SWITZERLAND – Novartis has raised its growth forecast, projecting a compound annual growth rate (CAGR) of 6% through 2028, an increase from the previous estimate of 5%.
This upward revision is largely driven by its expanding portfolio of cancer treatments, as well as advancements in immunological, neurological, and cardiovascular therapies.
The company’s CEO, Vas Narasimhan, emphasized that the completion of the spin-off of its generics business, Sandoz, last year has allowed Novartis to sharpen its focus on innovative medicines, enhancing its ability to execute commercially.
Narasimhan highlighted that sales forecasts for several key products—including Cosentyx, Kisqali, Kesimpta, Pluvicto, and Leqvio—have been revised upwards, with most having exclusivity in the U.S. well into the 2030s.
“Having more than 15 submission-enabling readouts in the coming years will further bolster our growth,” Narasimhan noted.
He also pointed out that the company’s pipeline includes over 30 assets that could help sustain growth beyond 2029.
Despite these optimistic projections, analysts caution that Novartis’ success in reaching its new sales targets will depend heavily on oncology, with pivotal datasets expected in 2025 and 2026.
John Murphy, an analyst at Bloomberg Intelligence, observed that achieving these projections will largely rely on the company’s core cancer portfolio, a sentiment echoed by Vontobel analyst Stefan Schneider, who indicated that Novartis’ mid-term outlook could widen the gap between its guidance and consensus estimates.
Beyond internal pipeline development, Narasimhan reaffirmed that Novartis will continue to pursue “value-creating bolt-ons,” although major mergers and acquisitions (M&A) are unlikely.
The company recently announced the purchase of Kate Therapeutics for up to US $1.1 billion, a move that enhances its gene therapy and neuroscience capabilities.
Kate’s expertise in gene therapy, particularly its novel platform for treating neuromuscular diseases like Duchenne muscular dystrophy, aligns with Novartis’ commitment to addressing unmet medical needs in neuroscience.
“This acquisition builds on our expertise in neuroscience drug discovery and brings complementary capabilities to our ongoing efforts,” said Robert Baloh, Global Head of Neuroscience Research at Novartis.
While Novartis continues to strengthen its position in the pharmaceutical industry, Narasimhan tempered expectations for rapid expansion in the U.S. market.
The company is currently ranked 10th in the U.S. by sales, and Narasimhan emphasized that breaking into the top five will require significant effort over the next several years, without relying solely on acquisitions.
The company also clinched the top position in the 2024 Medicines Access Index, dethroning British giant GSK.
However, not all of Novartis’ recent deals have been successful.

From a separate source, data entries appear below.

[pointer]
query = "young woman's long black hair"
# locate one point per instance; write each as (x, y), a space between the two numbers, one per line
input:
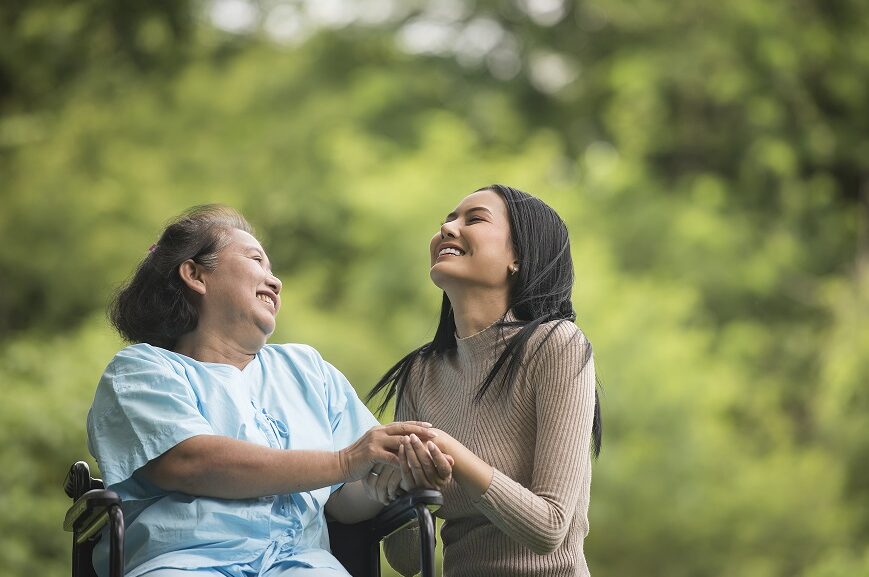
(540, 293)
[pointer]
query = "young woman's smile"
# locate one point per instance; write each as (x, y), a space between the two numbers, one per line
(473, 245)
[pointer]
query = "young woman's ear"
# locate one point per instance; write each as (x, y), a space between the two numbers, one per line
(191, 275)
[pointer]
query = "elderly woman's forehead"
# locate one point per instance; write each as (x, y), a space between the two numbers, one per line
(243, 239)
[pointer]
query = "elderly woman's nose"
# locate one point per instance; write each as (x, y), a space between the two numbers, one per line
(274, 283)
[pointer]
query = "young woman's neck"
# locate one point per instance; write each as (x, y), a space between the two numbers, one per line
(475, 310)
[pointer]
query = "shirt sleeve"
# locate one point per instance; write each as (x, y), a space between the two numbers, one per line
(540, 516)
(402, 547)
(142, 408)
(348, 415)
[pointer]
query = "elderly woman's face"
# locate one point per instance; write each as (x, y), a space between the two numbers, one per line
(242, 294)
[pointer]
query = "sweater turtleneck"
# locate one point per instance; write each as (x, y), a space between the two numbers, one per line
(487, 343)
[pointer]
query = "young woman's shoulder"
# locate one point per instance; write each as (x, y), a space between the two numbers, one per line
(556, 337)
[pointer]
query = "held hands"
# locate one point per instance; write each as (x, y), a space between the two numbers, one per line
(421, 465)
(379, 446)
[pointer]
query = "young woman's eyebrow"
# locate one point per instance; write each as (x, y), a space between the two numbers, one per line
(453, 215)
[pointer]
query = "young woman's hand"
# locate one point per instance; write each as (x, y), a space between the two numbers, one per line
(379, 445)
(424, 464)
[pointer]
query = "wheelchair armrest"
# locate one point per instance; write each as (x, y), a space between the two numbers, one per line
(90, 513)
(404, 510)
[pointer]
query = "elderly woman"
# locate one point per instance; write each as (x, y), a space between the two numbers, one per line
(225, 450)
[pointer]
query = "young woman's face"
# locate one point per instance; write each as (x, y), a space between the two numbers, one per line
(473, 246)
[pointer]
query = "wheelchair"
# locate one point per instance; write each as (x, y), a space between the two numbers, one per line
(356, 546)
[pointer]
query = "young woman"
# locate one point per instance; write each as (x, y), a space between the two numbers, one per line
(509, 381)
(225, 450)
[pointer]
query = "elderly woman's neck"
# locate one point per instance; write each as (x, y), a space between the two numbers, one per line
(215, 349)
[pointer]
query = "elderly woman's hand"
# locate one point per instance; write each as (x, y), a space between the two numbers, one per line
(424, 464)
(382, 483)
(379, 445)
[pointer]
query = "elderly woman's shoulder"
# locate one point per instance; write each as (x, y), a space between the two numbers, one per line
(296, 353)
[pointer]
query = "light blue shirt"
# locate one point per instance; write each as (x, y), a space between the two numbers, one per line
(150, 399)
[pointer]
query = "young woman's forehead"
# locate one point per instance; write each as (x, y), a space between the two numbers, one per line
(488, 199)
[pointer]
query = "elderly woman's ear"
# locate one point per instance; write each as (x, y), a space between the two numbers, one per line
(191, 275)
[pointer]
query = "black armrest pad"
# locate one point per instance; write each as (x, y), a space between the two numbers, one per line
(403, 510)
(88, 513)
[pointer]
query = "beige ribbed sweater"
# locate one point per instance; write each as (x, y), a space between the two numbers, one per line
(534, 516)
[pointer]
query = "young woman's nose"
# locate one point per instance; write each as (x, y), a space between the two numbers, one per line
(449, 229)
(274, 283)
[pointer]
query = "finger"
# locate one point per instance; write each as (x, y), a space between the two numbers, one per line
(387, 458)
(404, 428)
(370, 487)
(407, 482)
(389, 482)
(419, 477)
(425, 460)
(441, 463)
(394, 482)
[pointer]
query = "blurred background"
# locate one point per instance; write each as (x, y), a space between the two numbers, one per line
(711, 160)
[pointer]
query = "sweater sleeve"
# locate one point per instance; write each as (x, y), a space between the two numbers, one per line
(540, 516)
(402, 547)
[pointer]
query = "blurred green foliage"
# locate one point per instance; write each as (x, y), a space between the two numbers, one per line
(711, 160)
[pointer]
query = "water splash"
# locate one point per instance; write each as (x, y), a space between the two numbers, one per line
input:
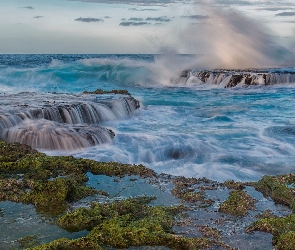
(227, 39)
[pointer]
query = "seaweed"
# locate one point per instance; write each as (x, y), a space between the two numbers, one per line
(238, 203)
(282, 229)
(277, 188)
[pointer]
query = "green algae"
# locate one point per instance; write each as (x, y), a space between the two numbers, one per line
(29, 241)
(276, 188)
(63, 244)
(231, 184)
(52, 182)
(282, 230)
(186, 189)
(130, 222)
(238, 203)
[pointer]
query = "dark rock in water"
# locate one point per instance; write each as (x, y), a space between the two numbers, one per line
(63, 121)
(185, 73)
(234, 81)
(44, 134)
(233, 78)
(114, 91)
(204, 215)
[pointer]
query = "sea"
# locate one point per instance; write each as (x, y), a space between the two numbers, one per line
(221, 124)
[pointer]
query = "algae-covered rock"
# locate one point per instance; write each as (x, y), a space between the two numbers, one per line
(276, 188)
(52, 182)
(282, 230)
(238, 203)
(130, 222)
(191, 190)
(29, 241)
(231, 184)
(77, 244)
(88, 218)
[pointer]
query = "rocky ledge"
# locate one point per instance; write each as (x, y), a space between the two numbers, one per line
(233, 78)
(109, 205)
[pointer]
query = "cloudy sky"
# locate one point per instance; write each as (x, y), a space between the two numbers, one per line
(136, 26)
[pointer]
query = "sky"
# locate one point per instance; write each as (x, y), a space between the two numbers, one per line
(146, 26)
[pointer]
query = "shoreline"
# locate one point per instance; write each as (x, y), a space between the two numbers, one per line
(200, 213)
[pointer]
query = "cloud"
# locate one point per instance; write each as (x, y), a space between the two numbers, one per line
(134, 2)
(137, 9)
(286, 14)
(133, 23)
(159, 19)
(233, 2)
(135, 19)
(88, 19)
(27, 7)
(274, 8)
(198, 17)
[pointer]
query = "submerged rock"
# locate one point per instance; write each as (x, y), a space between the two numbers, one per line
(206, 214)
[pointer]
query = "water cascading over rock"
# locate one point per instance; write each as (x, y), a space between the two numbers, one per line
(61, 121)
(233, 78)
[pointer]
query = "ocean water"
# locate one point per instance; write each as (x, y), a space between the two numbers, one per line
(180, 125)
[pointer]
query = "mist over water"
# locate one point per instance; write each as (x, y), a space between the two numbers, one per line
(226, 39)
(183, 125)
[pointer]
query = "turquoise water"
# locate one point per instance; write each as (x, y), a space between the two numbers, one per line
(187, 128)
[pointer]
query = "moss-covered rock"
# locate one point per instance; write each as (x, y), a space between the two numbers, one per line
(64, 244)
(87, 218)
(191, 190)
(277, 188)
(126, 223)
(282, 230)
(231, 184)
(29, 241)
(52, 182)
(238, 203)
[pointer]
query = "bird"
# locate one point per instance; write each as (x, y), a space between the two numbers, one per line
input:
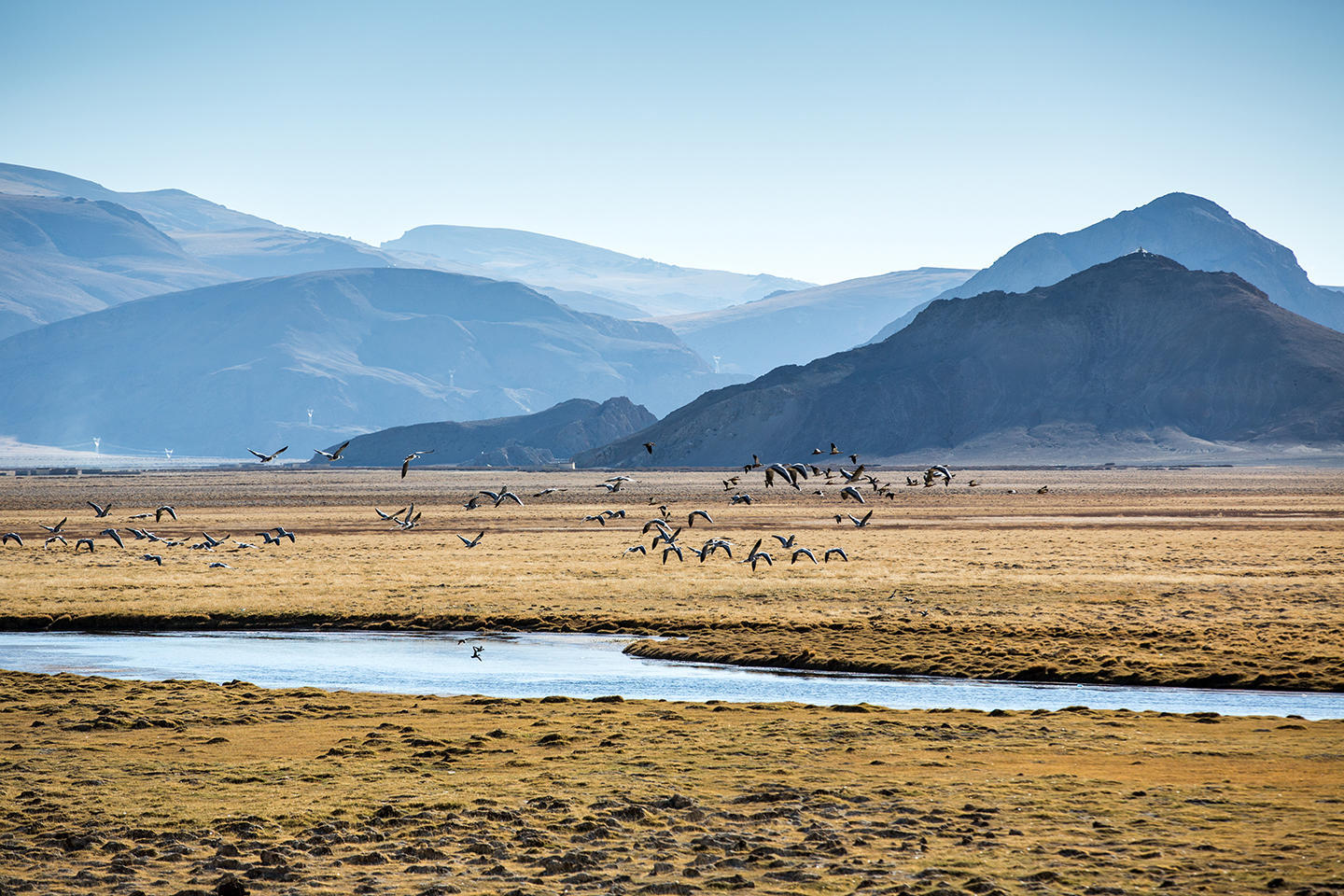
(332, 455)
(268, 458)
(413, 455)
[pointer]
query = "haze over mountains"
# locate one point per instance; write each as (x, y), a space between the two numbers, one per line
(546, 437)
(1132, 357)
(540, 260)
(62, 257)
(1191, 230)
(796, 327)
(237, 364)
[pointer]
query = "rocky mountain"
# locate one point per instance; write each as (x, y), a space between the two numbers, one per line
(1195, 231)
(62, 257)
(222, 238)
(1136, 357)
(546, 437)
(565, 265)
(218, 370)
(796, 327)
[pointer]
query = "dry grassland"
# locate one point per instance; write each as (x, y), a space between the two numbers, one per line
(1215, 577)
(175, 788)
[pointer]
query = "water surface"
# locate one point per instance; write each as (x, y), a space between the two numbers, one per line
(574, 665)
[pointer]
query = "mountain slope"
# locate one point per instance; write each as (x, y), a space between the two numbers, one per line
(544, 437)
(562, 263)
(64, 257)
(1137, 355)
(217, 370)
(796, 327)
(222, 238)
(1191, 230)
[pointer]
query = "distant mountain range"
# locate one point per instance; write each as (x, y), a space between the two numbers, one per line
(1136, 357)
(546, 437)
(549, 262)
(796, 327)
(1193, 230)
(235, 366)
(64, 257)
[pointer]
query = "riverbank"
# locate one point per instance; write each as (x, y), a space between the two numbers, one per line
(171, 788)
(1187, 578)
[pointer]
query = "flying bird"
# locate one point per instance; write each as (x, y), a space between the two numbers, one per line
(413, 455)
(332, 455)
(268, 458)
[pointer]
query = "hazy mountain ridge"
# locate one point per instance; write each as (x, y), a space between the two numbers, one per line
(366, 348)
(799, 326)
(544, 437)
(1193, 230)
(553, 262)
(1137, 354)
(62, 257)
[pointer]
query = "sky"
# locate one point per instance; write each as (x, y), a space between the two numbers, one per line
(812, 140)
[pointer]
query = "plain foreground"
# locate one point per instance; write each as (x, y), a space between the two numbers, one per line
(1184, 577)
(182, 786)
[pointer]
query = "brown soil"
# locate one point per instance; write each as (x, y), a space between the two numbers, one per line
(175, 788)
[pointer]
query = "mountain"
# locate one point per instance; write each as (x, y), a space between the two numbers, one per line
(64, 257)
(217, 370)
(1136, 357)
(562, 263)
(546, 437)
(222, 238)
(796, 327)
(1194, 231)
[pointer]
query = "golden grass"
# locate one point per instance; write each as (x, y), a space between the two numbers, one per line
(170, 788)
(1225, 577)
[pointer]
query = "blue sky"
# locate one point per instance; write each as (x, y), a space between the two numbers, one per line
(821, 141)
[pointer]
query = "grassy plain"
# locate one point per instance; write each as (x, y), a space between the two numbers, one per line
(1210, 577)
(175, 788)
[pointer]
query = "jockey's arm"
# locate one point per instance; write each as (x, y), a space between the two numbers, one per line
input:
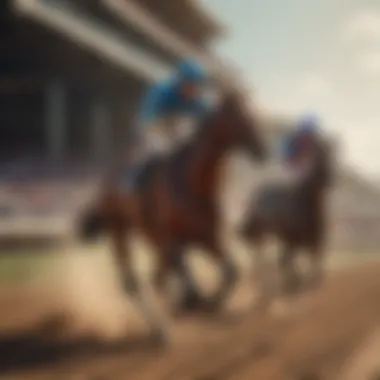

The company’s €2.7 billion (US $2.8 billion) acquisition of MorphoSys earlier this year, which included the BET inhibitor pelabresib, has encountered challenges.
Regulatory filings for pelabresib’s myelofibrosis treatment have been delayed due to mixed results in clinical trials, and there are concerns about a potential safety risk.
Narasimhan stated that the company will need to wait for longer-term data, with the possibility that safety issues could hinder the progression of the drug entirely.